L’opera è considerata ancora importantissima e identificativa per la cultura italiana, ma spesso anche un settore d’élite, riservato a un pubblico vecchio e ricco. E, soprattutto, un’impresa proibitiva dal punto di vista economico in un momento di grande difficoltà per lo spettacolo dal vivo. Come risponde a queste obiezioni?
«La colpa dell’aspetto elitario dell’opera non è dell’opera, ma di come è politicamente gestita, di come è collocata nella cultura italiana. A partire dal costo dei biglietti. Gli spettacoli d’opera sono finanziati dal denaro pubblico, dal contribuente: che senso ha tenere alto il prezzo dei biglietti? Serve solo a selezionare il pubblico meno abbiente, che paga le tasse ma non può permettersi di assistere al Trovatore. Penso ai giovani, ma non solo. Intendiamoci, l’aspetto mondano del teatro lirico si può sempre difendere, conservando gli eventi delle prime costose, cui però dovrebbero seguire repliche a prezzi popolari. La lingua dei capolavori d’opera non è elitaria, e non è affatto "vecchia", è eterna: lo dimostra il successo planetario che ancora hanno Don Giovanni, Don Pasquale, Don Carlos… In Italia però l’analfabetismo musicale cresce di anno in anno».
Che cosa ha significato, psicologicamente e artisticamente, prendere, lasciare e riprendere un progetto per così tanto tempo?
«La prima idea dell’opera risale a una quarantina d’anni fa. Cerami e io lavorammo alla struttura del libretto per mesi, per una commissione verbale che avevo avuto dal Teatro Nazionale di Atene. Quando quella commissione cadde il progetto finì nel cassetto, e lì rimase fino a quando, tre anni fa, mi telefonò il direttore del Verdi Antonio Tasca. In un’intervista avevo detto che il mio progetto d’opera era rimandato alla prossima reincarnazione. Ma Tasca ha replicato: perché non ci proviamo in questa, d’incarnazione? Sulle prime ero diffidente, ma in una riunione col direttore artistico Paolo Rodda e l’allora sovrintendente Stefano Pace (ora questa carica è ricoperta da Giuliano Polo, ndr) mi sono lasciato convincere. Oggi sono grato a loro di trovarmi qui, in teatro, a combattere gioiosamente con le difficoltà per andare in scena».
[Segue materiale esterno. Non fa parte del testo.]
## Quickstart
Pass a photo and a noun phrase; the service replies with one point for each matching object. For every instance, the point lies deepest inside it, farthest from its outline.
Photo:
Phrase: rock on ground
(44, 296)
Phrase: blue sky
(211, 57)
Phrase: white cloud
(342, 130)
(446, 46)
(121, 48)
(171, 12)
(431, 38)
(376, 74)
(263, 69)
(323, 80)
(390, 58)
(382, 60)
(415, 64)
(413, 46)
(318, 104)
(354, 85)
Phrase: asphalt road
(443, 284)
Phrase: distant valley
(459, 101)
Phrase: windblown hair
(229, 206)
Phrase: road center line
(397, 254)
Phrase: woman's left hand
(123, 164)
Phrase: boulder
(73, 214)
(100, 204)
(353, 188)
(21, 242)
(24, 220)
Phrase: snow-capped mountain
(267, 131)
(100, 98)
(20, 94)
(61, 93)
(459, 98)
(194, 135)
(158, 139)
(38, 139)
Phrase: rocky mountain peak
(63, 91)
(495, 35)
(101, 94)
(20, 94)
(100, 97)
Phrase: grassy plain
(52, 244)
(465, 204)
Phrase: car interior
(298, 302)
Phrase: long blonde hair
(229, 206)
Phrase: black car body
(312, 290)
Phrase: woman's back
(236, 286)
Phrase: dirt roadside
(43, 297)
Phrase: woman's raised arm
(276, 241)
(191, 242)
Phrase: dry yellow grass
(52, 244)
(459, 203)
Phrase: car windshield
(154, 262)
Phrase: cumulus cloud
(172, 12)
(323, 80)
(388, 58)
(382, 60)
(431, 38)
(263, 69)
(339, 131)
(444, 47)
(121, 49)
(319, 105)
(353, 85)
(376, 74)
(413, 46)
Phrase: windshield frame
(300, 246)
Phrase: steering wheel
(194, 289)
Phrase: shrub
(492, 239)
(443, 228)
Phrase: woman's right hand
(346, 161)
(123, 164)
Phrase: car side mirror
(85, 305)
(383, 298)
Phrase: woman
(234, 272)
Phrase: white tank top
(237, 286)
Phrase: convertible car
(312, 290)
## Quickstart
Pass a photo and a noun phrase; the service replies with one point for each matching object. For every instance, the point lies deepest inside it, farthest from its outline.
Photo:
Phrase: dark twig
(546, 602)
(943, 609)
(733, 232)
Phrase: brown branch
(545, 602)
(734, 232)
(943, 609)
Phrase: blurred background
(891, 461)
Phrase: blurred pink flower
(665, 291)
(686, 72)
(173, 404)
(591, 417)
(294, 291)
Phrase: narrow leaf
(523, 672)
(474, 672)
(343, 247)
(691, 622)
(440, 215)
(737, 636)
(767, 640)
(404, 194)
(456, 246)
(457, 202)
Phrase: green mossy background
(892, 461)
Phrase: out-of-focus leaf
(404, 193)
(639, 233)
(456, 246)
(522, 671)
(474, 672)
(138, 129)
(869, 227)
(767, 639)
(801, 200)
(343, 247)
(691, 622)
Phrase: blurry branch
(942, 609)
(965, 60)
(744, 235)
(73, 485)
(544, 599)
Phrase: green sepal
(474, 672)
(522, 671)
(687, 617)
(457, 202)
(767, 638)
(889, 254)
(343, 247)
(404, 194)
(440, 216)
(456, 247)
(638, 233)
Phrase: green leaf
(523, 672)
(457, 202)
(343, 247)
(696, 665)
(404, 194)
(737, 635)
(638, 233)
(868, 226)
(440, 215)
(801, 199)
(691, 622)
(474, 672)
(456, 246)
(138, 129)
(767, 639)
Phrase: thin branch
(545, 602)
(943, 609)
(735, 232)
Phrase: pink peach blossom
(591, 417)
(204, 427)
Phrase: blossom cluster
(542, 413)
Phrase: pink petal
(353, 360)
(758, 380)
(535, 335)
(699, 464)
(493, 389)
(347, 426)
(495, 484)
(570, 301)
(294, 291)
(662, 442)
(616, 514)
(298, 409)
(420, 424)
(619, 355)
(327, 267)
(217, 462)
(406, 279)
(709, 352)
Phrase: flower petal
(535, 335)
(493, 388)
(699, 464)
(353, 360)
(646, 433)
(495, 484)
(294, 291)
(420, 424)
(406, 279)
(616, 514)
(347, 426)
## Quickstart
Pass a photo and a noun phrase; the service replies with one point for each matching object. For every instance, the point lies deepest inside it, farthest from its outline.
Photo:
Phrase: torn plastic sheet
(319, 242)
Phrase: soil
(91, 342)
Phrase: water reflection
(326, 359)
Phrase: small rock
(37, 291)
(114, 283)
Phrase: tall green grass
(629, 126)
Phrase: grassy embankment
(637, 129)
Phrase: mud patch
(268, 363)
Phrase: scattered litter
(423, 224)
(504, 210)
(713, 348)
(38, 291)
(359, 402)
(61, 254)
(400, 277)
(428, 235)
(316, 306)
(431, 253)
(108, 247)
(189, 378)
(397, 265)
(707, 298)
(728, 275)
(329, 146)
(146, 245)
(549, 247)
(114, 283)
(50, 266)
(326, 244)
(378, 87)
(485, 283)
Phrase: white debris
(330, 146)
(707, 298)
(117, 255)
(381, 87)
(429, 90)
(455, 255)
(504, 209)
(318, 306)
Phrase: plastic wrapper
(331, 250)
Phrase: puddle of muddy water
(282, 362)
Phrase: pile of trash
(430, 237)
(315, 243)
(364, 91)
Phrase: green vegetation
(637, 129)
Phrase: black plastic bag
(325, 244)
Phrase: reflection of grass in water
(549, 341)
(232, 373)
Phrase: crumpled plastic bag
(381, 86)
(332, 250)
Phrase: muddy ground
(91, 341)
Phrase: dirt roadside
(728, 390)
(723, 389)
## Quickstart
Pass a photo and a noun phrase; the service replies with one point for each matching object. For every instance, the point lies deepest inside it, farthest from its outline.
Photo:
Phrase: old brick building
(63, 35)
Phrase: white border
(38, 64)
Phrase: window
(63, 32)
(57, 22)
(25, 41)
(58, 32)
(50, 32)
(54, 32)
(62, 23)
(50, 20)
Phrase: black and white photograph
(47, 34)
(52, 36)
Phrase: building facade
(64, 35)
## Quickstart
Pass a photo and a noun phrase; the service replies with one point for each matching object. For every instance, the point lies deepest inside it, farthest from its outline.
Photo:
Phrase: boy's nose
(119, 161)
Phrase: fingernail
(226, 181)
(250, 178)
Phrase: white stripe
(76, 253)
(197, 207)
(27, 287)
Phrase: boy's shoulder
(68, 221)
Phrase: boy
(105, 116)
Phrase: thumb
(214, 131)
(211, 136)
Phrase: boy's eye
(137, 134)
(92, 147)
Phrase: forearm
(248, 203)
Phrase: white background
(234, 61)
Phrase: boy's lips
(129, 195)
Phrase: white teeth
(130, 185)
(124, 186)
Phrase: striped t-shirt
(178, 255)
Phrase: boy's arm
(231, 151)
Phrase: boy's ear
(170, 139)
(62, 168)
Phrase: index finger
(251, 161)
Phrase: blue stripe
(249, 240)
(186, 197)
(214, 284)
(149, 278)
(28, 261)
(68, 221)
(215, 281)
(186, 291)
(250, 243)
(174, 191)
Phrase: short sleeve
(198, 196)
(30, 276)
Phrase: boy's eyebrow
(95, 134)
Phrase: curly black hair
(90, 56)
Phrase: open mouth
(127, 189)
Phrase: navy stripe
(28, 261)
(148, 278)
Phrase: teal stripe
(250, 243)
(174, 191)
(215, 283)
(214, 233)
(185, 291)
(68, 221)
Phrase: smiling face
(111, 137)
Come ha costruito il libretto con Aisha Cerami, la figlia di Vincenzo?
«Partendo dal trattamento che avevamo steso suo padre e io. Ho scritto dei versi che potessero essere il più possibile ceramici - o ceramiani? - sotto il controllo vigile e competente di Aisha, che conosce bene la poetica di questo racconto e che ha uno spiccato senso della metrica, indispensabile per scrivere un libretto».
C’è pure il tema del travestimento e dello scambio di generi. Come lo avete trattato?
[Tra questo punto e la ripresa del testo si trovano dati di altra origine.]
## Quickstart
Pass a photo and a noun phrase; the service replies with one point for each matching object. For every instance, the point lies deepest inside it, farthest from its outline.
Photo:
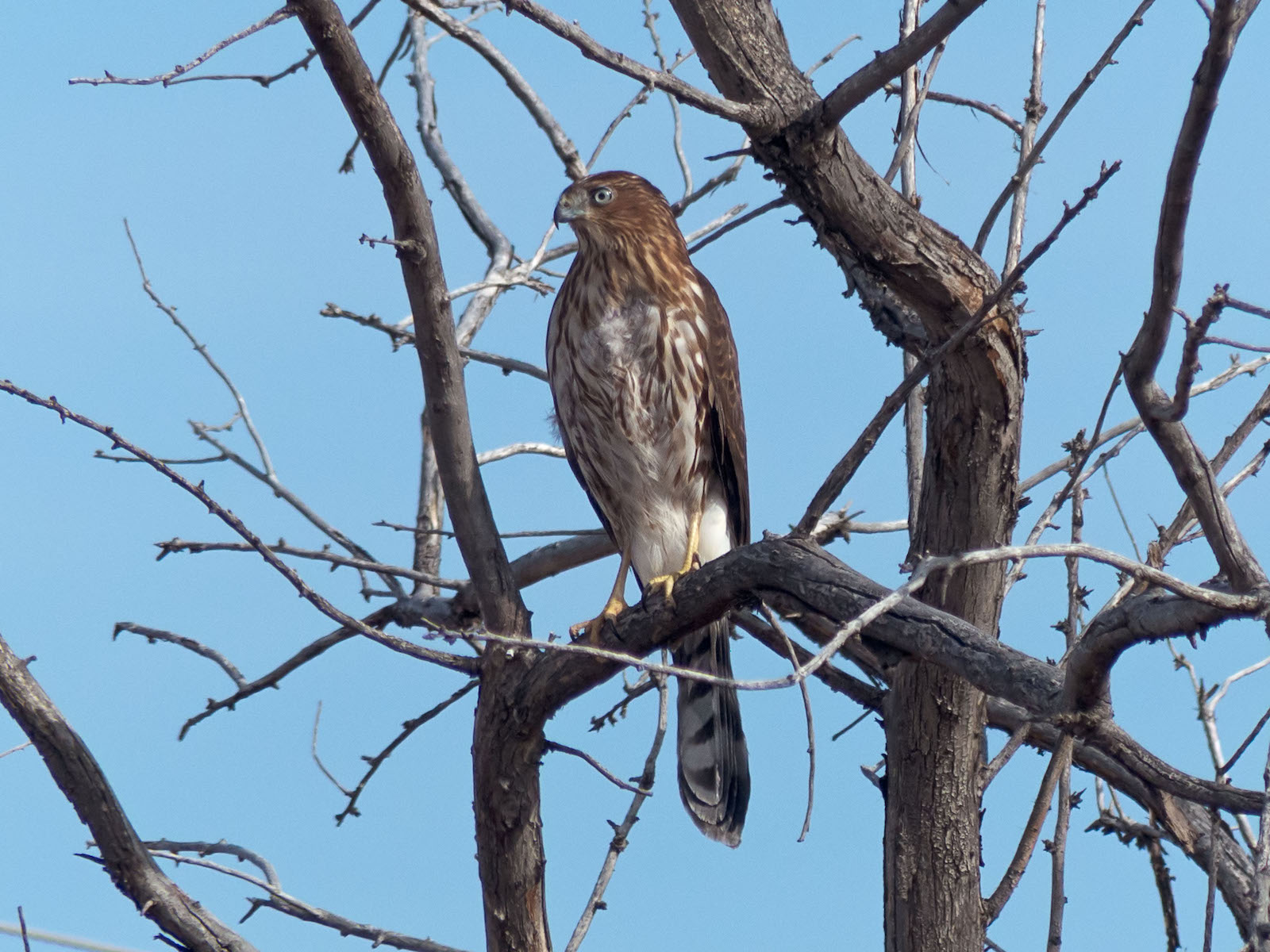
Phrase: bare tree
(930, 655)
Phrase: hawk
(643, 372)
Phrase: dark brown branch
(1197, 333)
(237, 524)
(521, 89)
(1191, 469)
(886, 67)
(619, 63)
(994, 904)
(425, 279)
(846, 467)
(171, 638)
(622, 831)
(86, 787)
(996, 112)
(410, 727)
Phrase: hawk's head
(614, 209)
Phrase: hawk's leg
(613, 607)
(691, 559)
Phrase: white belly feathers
(629, 404)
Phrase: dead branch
(86, 787)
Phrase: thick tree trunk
(933, 719)
(507, 752)
(918, 283)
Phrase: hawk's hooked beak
(565, 209)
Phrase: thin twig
(1026, 163)
(167, 78)
(846, 467)
(600, 768)
(313, 750)
(171, 638)
(309, 594)
(806, 710)
(321, 555)
(622, 831)
(243, 413)
(995, 112)
(994, 904)
(375, 762)
(1016, 740)
(619, 63)
(1033, 111)
(737, 222)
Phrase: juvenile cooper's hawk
(643, 371)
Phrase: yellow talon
(691, 560)
(613, 608)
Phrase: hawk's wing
(725, 419)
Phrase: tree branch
(86, 787)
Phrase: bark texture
(507, 740)
(75, 771)
(918, 283)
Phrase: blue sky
(245, 226)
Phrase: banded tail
(714, 763)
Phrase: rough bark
(75, 771)
(506, 747)
(918, 283)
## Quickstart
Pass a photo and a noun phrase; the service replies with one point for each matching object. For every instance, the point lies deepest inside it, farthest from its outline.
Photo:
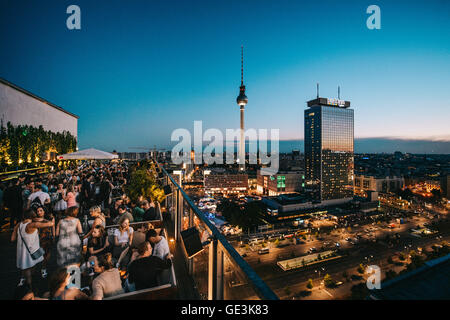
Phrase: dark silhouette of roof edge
(36, 97)
(426, 267)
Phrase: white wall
(22, 109)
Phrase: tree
(143, 184)
(328, 281)
(361, 268)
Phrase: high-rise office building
(242, 101)
(329, 149)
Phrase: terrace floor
(10, 275)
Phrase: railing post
(212, 270)
(219, 274)
(178, 215)
(173, 209)
(190, 262)
(215, 272)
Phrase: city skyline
(127, 93)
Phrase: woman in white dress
(27, 235)
(68, 248)
(61, 204)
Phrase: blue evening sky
(137, 70)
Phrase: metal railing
(224, 265)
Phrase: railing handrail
(261, 288)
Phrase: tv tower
(242, 101)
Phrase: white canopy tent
(88, 154)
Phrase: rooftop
(429, 282)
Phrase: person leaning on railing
(108, 283)
(144, 270)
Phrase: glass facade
(329, 144)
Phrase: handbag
(35, 255)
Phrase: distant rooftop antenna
(242, 65)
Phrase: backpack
(36, 203)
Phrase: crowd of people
(83, 216)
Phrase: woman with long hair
(27, 236)
(98, 242)
(71, 196)
(59, 290)
(123, 237)
(98, 219)
(69, 243)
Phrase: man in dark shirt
(150, 213)
(144, 270)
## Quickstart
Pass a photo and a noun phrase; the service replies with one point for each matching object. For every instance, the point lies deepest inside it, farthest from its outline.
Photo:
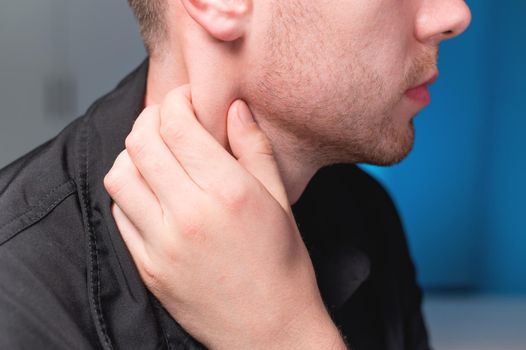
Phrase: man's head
(331, 77)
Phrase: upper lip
(430, 79)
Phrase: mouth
(420, 93)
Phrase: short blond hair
(150, 15)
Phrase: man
(245, 102)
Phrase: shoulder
(347, 186)
(34, 185)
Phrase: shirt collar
(121, 305)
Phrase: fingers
(128, 189)
(131, 235)
(161, 170)
(253, 151)
(206, 162)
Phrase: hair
(150, 15)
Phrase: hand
(212, 234)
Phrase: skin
(323, 82)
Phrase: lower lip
(419, 94)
«Il travestimento è un topos della commedia classica, da Shakespeare a Mozart-Da Ponte. Amorosa presenza reca il sottotitolo di "Opera semiseria" perché abbiamo scelto la leggerezza sorridente nel raccontare le angosce adolescenziali della perdita d’identità. E, rispetto al romanzo, già nel progetto steso con Vincenzo Cerami la scelta di esplicitare il lieto fine va nella direzione della lievità giocosa. Come in un fumetto naturalistico».
Non le pare che, negli ultimi anni, Cerami sia stato un po’ dimenticato?
«Succede a molti grandi italiani. Di Cerami ho conosciuto a fondo il valore, la particolare poetica, l’elasticità artigianale. Avevo con lui un rapporto profondissimo e allegro insieme, ho condiviso con lui esperienze per me esaltanti. Ancora oggi, prima di andare in scena, dietro le quinte, me lo immagino lì, con lo sguardo impaurito e incoraggiante. E le dita incrociate».